Some assemblages have a 1/5-high base; ignore this, it is only for structure.
Procedure:
a. Select a "representative or random sample" of 5 assemblages out of the bag.
b. Count the number of cells for each assemblage.
c. Calculate the sample mean of the 5 (to estimate population mean of the 50); you can use this R code by replacing the numbers: `mean(c(1, 2, 3, 4, 5))`.
d. Write your mean cell-count estimate on a portable white board in big numbers (3 decimal places) and lay it on your table (so other tables don't see).
e. When all tables are done, hang up your board so everyone can see each table's cell-count estimate.
f.
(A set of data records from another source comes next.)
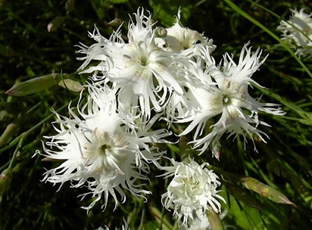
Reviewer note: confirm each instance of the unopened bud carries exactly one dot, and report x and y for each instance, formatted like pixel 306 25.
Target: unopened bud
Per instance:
pixel 7 51
pixel 161 32
pixel 71 85
pixel 7 134
pixel 5 179
pixel 70 5
pixel 115 22
pixel 55 23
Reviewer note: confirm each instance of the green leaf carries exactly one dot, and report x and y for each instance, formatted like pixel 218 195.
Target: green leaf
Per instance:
pixel 34 85
pixel 244 196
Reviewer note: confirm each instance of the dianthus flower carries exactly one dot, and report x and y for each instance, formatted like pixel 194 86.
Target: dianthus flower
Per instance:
pixel 101 149
pixel 223 90
pixel 298 32
pixel 143 74
pixel 192 191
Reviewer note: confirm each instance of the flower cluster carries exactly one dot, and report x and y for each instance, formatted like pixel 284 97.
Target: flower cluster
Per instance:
pixel 298 32
pixel 155 74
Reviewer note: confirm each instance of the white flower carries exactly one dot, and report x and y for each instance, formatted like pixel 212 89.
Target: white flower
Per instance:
pixel 101 149
pixel 183 40
pixel 223 91
pixel 298 31
pixel 143 73
pixel 192 191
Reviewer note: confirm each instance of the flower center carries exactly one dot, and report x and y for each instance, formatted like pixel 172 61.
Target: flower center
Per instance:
pixel 103 149
pixel 226 100
pixel 143 60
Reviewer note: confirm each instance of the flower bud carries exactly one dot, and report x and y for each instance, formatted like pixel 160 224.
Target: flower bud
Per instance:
pixel 7 134
pixel 5 179
pixel 265 190
pixel 115 22
pixel 71 85
pixel 55 23
pixel 161 32
pixel 34 85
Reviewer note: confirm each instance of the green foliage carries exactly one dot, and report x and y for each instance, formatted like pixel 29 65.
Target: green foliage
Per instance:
pixel 270 189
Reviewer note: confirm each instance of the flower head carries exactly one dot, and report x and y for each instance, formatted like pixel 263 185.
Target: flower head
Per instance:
pixel 184 41
pixel 298 32
pixel 143 73
pixel 223 90
pixel 192 191
pixel 101 149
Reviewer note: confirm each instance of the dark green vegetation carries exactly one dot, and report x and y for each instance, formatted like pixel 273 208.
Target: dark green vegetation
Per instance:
pixel 29 50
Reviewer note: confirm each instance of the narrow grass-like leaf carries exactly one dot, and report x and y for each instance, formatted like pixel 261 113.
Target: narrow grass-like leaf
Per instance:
pixel 34 85
pixel 265 190
pixel 257 23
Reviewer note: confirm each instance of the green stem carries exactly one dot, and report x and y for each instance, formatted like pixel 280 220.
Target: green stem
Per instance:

Record all the estimates in the R code chunk below and plot the estimate of the sampling distribution of the mean cell count based on $n=5$.
```{R}
# enter list of cells means here
#sam.lego <- data.frame(mean.cells = c(0, 0, 0, 0, 0, 0
# , 0, 0, 0, 0, 0, 0))
sam.lego <-
data.frame(
mean.cells =
c(14.2, 29.4, 27.8, 40.8, 29.0
, 47.0, 42.8, 50.0, 44.2, 56.4
, 42.8, 44.4, 46.0, 44.4
)
)
# we'll fill this in after data is collected
#true.mean.cells = 0
true.mean.cells = 12.06
summary(sam.lego$mean.cells)
```
```{R}
# plot data and create table
library(ggplot2)
p <- ggplot(sam.lego, aes(x = mean.cells))
p <- p + geom_histogram(binwidth = 5)
p <- p + geom_rug(alpha = 1/2)
# est mean cells
p <- p + geom_vline(aes(xintercept = mean(sam.lego$mean.cells))
, colour = "blue", size = 1)
# true mean cells
p <- p + geom_vline(aes(xintercept = true.mean.cells)
, colour = "red", linetype = "dotted", size = 1)
p <- p + labs(title = "Sampling distribution of mean cells of 50 assemblages\nn=5, red dotted = true, blue = est")
print(p)
```
## Questions to answer
5. (1 p) Adjust the histogram `binwidth=` to provide an informative representation of the distribution.
6. (1 p) Describe the sampling distribution: mention the center, spread, and any outliers in the plot.
7. (1 p) Are the estimates larger or smaller than the actual mean cells of the assemblages,
and what might cause this bias?
8. (1 p) What would happen to the standard error and the bias if we increased the sample size from 5 to 10 or 20?
For example, write: "As the sample size increases, we expect the standard error to ... and the bias to ...".
9. (1 p) Does the Central Limit Theorem apply to the lego example? Why or why not?